При деменции, как и везде, есть собственно страдания, а есть размышления о страданиях, которые необязательны и нежелательны. Мой отчим умеет следовать этому совету. Он принимает происходящее со свойственным его поколению сангвиническим настроем. Я провожу время в грусти, но еще больше времени я провожу в благоговении перед силой, которую он и моя мать демонстрируют ежедневно. Я прошу его звонить мне первым, когда ему понадобится помощь.

"Помощь в чем?" - спрашивает он.

Моя мать взяла с собой в Деменцию все самое необходимое. Это ее глаза и роскошные белые волосы. Ее дух по-прежнему элегантен. Если она вас не слышит, она скажет: "Прошу прощения?" тем же мягким, любезным тоном, которым она говорила всю жизнь. Где-то внутри находится священное ядро, нетронутое, сущность, патрулируемая стражами света.

И если это верно для нее, то это верно для всех.

Жизнь с деменцией не является определяющей главой ее жизни. Местность здесь неумолимо и стремительно идет вниз, но для моей матери это, кажется, лишь заставляет ее волосы развеваться за спиной, как памятный флаг. Сама она остается в основном жизнерадостной. Я делаю заметки на тот случай, когда наступит моя собственная кончина. Вот как это делается.

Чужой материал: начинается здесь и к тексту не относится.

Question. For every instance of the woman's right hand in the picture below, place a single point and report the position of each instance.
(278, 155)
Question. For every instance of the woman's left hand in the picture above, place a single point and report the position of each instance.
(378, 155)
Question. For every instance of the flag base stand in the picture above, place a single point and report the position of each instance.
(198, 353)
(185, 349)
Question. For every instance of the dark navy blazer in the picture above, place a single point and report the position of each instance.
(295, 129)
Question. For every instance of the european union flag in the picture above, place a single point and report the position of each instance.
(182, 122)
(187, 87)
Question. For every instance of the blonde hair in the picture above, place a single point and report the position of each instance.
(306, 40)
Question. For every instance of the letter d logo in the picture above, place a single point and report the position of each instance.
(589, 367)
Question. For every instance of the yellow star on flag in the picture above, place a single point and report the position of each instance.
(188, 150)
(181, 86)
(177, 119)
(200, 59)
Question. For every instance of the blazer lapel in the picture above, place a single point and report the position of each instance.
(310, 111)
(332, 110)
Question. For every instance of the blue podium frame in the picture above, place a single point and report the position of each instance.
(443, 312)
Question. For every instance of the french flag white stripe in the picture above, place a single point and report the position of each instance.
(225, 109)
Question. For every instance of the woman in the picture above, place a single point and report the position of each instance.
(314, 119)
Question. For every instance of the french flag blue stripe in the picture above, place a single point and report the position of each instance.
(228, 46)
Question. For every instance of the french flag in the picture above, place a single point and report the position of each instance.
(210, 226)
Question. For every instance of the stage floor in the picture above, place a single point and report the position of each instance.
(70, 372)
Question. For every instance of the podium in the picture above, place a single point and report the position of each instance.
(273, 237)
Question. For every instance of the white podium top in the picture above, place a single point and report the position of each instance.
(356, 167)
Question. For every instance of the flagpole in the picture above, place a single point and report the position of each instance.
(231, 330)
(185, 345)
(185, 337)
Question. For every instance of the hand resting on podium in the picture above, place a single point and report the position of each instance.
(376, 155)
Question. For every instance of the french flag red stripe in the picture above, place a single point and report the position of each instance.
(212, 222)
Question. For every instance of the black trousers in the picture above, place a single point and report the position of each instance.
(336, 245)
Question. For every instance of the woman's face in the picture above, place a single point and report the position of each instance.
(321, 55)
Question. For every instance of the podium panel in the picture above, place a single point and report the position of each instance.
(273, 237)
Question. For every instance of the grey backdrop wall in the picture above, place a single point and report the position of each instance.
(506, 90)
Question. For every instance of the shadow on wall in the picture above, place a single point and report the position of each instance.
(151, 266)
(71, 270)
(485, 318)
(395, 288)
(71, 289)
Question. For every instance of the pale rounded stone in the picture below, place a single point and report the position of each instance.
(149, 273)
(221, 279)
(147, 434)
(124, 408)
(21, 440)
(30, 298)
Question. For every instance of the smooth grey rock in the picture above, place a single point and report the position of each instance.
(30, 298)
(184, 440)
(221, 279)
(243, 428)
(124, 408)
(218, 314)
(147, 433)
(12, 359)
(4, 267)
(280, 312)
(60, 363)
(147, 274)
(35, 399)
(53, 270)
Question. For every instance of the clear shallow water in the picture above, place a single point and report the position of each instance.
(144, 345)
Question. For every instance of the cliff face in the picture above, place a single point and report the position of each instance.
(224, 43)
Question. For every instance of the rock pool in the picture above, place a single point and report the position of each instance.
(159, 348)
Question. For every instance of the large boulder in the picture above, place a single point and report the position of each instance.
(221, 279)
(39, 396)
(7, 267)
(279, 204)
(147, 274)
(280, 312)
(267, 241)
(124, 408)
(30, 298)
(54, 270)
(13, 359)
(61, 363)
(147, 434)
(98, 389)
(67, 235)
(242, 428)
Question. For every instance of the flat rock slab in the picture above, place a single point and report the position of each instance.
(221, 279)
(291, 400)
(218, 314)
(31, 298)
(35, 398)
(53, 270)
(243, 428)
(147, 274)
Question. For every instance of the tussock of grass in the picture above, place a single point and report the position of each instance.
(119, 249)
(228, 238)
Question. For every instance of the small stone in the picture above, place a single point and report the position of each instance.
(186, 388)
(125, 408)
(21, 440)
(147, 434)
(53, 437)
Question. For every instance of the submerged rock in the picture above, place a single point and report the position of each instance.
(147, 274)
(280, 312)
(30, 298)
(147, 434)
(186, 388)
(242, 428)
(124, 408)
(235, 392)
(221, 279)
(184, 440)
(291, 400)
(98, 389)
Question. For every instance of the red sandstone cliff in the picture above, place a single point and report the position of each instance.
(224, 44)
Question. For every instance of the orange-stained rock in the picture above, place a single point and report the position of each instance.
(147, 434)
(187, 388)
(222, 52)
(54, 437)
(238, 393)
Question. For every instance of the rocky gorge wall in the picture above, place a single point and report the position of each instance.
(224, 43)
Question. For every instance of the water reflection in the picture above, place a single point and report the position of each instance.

В деменции есть достоинство, если мы говорим, что оно есть. Есть мудрость, юмор и сияние, если только мы можем это увидеть. Я прилагаю усилия, потому что это делает моя мать, и потому что это то, чего она заслуживает после долгой жизни, прожитой хорошо, не причиняя никому вреда. Я поражаюсь ее мужеству, даже сейчас. Особенно сейчас.

Мой психотерапевт, Клаудия, говорит, что моя мать делает меня сильнее, благодаря выносливости, поскольку я являюсь свидетелем конца ее жизни. Но я думаю, что она передает мне свою силу, часть за частью.